Breast cancer is the most common cancer among women in the United States, and there are many myths and misconceptions about this disease. Knowing the facts about breast cancer is important so you can make informed decisions about your health.
Breast Cancer Myths vs. Facts
Here are some common breast cancer myths and facts:
Myth: Breast cancer is always fatal.
Fact: Breast cancer is a serious disease, but it is not always fatal. Thanks to advances in research and treatment, more people are surviving breast cancer than ever before. The five-year survival rate for breast cancer is now over 90%.
Myth: Breast cancer only affects older women.
Fact: Breast cancer can occur at any age, but it is most common in women over 50. About 7% of breast cancer cases are diagnosed in women under the age of 40.
Myth: Breast cancer is contagious.
Fact: Breast cancer is not contagious. It is not spread by contact with another person.
Myth: Wearing a bra can cause breast cancer.
Fact: There is no evidence that wearing a bra can cause breast cancer.
Myth: Using antiperspirants can cause breast cancer.
Fact: There is no evidence that using antiperspirants can cause breast cancer.
Myth: Breast cancer is always caused by a family history of the disease.
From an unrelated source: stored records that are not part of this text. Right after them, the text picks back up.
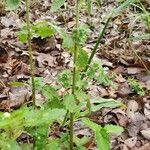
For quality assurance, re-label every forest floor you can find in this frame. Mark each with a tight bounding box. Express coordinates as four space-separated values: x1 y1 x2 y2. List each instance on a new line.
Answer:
0 0 150 150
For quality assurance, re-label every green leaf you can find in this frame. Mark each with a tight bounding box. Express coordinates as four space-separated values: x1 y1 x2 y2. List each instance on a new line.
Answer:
130 34 150 41
32 21 55 39
64 94 77 112
95 129 110 150
46 139 61 150
72 24 90 44
76 49 88 69
58 70 71 89
51 0 65 12
8 81 25 87
42 85 59 101
91 98 123 111
82 118 102 132
6 0 21 10
114 0 136 14
17 29 28 43
104 124 124 134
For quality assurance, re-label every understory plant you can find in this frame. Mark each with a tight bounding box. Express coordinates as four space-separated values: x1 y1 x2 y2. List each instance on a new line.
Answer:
0 0 137 150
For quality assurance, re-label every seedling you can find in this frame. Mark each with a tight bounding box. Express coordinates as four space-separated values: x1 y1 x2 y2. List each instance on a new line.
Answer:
0 0 137 150
128 77 145 96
Fact: While having a family history of breast cancer is a risk factor for the disease, it is important to note that breast cancer can also occur in people who have no family history of the disease. In fact, about 85% of breast cancer cases are diagnosed in women who have no family history of the disease.
It is important to remember that everyone is at risk of breast cancer, and there is no certain way to prevent the disease. However, there are things you can do to reduce your risk, such as maintaining a healthy weight, exercising regularly, and eating a healthy diet. You should also have regular mammograms and clinical breast exams, especially if you have a family history of breast cancer.
If you have any concerns about breast cancer, talk to your doctor. They can answer your questions and help you develop a plan to reduce your risk and protect your health.